Though the continental shelf is treated as a physiographic province of the ocean, it is not part of the deep ocean basin proper, but the flooded margins of the continent. Passive continental margins such as most of the Atlantic coasts have wide and shallow shelves, made of thick sedimentary wedges derived from long erosion of a neighboring continent. Active continental margins have narrow, relatively steep shelves, due to frequent earthquakes that move sediment to the deep sea.
Sediments usually become increasingly fine with distance from the coast; sand is limited to shallow, wave-agitated waters, while silt and clays are deposited in quieter, deep water far offshore. These shelf sediments accumulate at an average rate of 30 cm/1000 years, with a range from 15-40 cm. Though slow by human standards, this rate is much faster than that for deep-sea pelagic sediments.

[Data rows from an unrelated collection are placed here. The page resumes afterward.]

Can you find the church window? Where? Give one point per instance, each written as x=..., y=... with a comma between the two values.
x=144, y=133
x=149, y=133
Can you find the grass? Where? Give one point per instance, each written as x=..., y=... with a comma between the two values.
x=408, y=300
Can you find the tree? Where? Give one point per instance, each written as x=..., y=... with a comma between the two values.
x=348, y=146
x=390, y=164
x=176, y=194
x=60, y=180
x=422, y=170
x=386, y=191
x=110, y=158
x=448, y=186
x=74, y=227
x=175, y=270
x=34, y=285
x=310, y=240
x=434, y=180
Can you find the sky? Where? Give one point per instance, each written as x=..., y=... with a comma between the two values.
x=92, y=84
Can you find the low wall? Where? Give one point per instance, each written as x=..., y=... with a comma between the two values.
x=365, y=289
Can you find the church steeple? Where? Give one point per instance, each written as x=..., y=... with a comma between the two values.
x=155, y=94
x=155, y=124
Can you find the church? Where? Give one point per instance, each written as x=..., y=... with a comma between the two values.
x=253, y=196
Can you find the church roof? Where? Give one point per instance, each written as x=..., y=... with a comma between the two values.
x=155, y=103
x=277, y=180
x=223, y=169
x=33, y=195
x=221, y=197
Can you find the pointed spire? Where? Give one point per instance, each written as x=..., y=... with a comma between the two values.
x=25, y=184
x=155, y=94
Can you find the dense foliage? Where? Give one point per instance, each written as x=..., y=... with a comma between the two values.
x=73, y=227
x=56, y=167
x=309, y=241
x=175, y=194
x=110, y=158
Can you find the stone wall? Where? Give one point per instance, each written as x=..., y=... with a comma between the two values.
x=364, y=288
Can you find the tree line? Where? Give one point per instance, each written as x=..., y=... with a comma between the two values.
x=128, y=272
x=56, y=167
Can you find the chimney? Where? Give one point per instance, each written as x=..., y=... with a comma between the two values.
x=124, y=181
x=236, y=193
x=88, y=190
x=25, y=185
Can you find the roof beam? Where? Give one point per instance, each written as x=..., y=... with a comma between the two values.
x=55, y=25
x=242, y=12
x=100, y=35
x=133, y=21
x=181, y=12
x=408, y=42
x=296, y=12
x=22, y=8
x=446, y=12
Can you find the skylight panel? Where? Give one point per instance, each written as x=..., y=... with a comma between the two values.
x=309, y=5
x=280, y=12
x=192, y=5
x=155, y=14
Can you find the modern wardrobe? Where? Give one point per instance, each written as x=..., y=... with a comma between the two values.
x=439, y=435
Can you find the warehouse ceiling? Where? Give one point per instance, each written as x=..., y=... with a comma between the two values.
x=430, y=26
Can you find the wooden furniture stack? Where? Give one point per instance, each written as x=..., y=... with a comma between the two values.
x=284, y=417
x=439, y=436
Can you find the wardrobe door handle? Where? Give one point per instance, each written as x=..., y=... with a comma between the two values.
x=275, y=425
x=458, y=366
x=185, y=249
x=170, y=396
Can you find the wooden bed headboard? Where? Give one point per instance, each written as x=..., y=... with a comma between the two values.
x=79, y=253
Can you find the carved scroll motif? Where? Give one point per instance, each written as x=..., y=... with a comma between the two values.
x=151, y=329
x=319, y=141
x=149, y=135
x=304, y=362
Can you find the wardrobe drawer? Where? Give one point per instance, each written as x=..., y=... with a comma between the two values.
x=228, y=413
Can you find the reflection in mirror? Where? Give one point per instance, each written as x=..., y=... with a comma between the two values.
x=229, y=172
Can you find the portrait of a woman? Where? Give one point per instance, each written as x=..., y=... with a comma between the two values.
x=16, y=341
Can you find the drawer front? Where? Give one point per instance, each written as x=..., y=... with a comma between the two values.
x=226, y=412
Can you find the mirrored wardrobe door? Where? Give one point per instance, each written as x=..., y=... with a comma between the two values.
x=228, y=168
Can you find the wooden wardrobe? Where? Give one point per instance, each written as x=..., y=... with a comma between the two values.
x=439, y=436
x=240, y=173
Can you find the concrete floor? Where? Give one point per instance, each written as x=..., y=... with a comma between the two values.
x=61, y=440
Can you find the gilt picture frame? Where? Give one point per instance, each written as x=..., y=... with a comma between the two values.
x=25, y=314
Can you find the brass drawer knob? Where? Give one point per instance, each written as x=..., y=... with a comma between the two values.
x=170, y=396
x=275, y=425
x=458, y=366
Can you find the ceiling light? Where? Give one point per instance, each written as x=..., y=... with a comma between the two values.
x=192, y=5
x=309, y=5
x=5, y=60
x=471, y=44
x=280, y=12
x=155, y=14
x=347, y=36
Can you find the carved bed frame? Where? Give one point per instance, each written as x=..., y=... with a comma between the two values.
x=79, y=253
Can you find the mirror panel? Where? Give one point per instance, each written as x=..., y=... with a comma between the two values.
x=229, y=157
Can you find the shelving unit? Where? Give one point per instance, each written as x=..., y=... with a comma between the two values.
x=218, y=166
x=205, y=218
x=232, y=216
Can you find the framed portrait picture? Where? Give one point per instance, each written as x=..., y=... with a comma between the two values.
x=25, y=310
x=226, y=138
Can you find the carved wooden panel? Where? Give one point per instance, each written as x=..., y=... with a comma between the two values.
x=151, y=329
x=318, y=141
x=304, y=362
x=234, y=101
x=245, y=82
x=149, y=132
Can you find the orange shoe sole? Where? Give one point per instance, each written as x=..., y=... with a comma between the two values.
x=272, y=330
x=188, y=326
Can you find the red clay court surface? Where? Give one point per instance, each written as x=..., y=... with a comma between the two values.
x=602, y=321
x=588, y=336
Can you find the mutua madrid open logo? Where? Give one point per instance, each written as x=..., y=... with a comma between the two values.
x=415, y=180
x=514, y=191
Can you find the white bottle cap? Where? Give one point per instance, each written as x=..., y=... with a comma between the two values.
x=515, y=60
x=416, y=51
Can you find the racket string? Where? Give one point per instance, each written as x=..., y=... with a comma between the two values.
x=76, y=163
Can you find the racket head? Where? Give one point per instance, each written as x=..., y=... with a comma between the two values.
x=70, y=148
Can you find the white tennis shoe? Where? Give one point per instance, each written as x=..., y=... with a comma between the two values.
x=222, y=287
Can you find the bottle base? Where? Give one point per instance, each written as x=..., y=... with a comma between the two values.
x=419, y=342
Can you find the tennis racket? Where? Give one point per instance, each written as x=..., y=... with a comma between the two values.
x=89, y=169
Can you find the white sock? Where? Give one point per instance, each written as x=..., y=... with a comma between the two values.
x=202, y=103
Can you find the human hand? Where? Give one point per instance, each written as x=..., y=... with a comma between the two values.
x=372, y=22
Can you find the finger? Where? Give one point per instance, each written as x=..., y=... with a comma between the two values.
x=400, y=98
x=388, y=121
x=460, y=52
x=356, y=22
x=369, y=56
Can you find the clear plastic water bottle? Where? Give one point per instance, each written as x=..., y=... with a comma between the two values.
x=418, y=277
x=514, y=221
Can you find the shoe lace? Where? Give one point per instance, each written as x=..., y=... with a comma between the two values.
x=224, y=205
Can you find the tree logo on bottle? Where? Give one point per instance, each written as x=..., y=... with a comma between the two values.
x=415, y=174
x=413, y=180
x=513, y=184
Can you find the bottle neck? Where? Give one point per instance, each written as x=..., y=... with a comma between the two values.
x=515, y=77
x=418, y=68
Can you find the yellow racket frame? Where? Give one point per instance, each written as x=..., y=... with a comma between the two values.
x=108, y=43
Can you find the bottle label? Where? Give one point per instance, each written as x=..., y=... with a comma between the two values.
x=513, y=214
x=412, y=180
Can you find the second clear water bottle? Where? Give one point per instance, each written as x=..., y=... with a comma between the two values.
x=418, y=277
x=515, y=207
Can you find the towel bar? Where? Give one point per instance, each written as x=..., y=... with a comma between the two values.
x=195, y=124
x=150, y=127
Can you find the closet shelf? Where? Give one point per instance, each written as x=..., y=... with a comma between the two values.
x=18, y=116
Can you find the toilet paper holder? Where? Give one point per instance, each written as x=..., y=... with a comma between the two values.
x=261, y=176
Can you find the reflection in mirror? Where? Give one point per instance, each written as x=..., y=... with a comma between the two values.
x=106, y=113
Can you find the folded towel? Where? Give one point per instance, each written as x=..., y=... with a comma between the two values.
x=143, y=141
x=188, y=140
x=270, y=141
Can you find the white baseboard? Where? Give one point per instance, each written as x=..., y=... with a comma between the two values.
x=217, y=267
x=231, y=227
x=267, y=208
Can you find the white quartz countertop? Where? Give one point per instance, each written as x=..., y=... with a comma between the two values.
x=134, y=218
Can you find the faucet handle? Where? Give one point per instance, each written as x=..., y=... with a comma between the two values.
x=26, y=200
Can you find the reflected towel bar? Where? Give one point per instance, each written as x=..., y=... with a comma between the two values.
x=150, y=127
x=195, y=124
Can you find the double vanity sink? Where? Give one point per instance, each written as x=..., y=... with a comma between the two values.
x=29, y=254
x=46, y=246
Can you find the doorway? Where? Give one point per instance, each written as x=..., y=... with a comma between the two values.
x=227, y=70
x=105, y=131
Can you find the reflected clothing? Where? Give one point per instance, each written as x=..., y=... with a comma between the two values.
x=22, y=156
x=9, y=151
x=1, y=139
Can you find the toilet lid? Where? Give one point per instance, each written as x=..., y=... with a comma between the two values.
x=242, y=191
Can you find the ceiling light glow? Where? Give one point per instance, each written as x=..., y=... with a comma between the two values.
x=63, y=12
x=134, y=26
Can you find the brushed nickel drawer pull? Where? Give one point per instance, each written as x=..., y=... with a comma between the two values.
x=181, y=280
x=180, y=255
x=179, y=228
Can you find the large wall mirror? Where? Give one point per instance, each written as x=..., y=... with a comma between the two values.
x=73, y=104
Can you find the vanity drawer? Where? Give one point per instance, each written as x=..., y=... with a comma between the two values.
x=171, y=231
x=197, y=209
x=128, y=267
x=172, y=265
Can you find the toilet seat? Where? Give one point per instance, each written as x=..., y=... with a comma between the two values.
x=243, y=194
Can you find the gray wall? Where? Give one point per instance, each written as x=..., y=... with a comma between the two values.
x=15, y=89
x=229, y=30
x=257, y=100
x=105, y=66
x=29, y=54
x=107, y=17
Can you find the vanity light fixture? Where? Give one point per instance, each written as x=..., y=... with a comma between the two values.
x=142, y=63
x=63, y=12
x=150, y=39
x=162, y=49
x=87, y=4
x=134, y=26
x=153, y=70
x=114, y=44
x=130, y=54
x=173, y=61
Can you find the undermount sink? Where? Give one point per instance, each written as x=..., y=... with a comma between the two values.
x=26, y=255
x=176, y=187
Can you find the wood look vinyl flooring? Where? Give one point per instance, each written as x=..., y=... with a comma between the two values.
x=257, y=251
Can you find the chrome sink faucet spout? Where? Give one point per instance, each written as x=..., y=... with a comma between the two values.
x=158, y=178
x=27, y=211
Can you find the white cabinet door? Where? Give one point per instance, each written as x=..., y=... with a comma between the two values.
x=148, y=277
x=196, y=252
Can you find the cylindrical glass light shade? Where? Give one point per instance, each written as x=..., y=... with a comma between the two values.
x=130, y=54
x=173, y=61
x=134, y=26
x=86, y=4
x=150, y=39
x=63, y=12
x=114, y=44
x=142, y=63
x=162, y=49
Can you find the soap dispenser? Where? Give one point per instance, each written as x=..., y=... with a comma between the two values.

Combined with the sunlight available in shallow waters, the continental shelves teem with life compared to the biotic desert of the oceans' abyssal plain. The pelagic (water column) environment of the continental shelf constitutes the neritic zone, and the benthic (sea floor) province of the shelf is the sublittoral zone.
Though the shelves are usually fertile, if anoxic conditions in the sedimentary deposits prevail, the shelves may in geologic time become sources of fossil fuels.
The relatively accessible continental shelf is the best understood part of the ocean floor. Most commercial exploitation from the sea, such as metallic-ore, non-metallic ore, and hydrocarbon extraction, takes place on the continental shelf. Sovereign rights over their continental shelves up to 350 nautical miles from the coast were claimed by the marine nations that signed the Convention on the Continental Shelf drawn up by the UN's International Law Commission in 1958 partly superseded by the 1982 United Nations Convention on the Law of the Sea.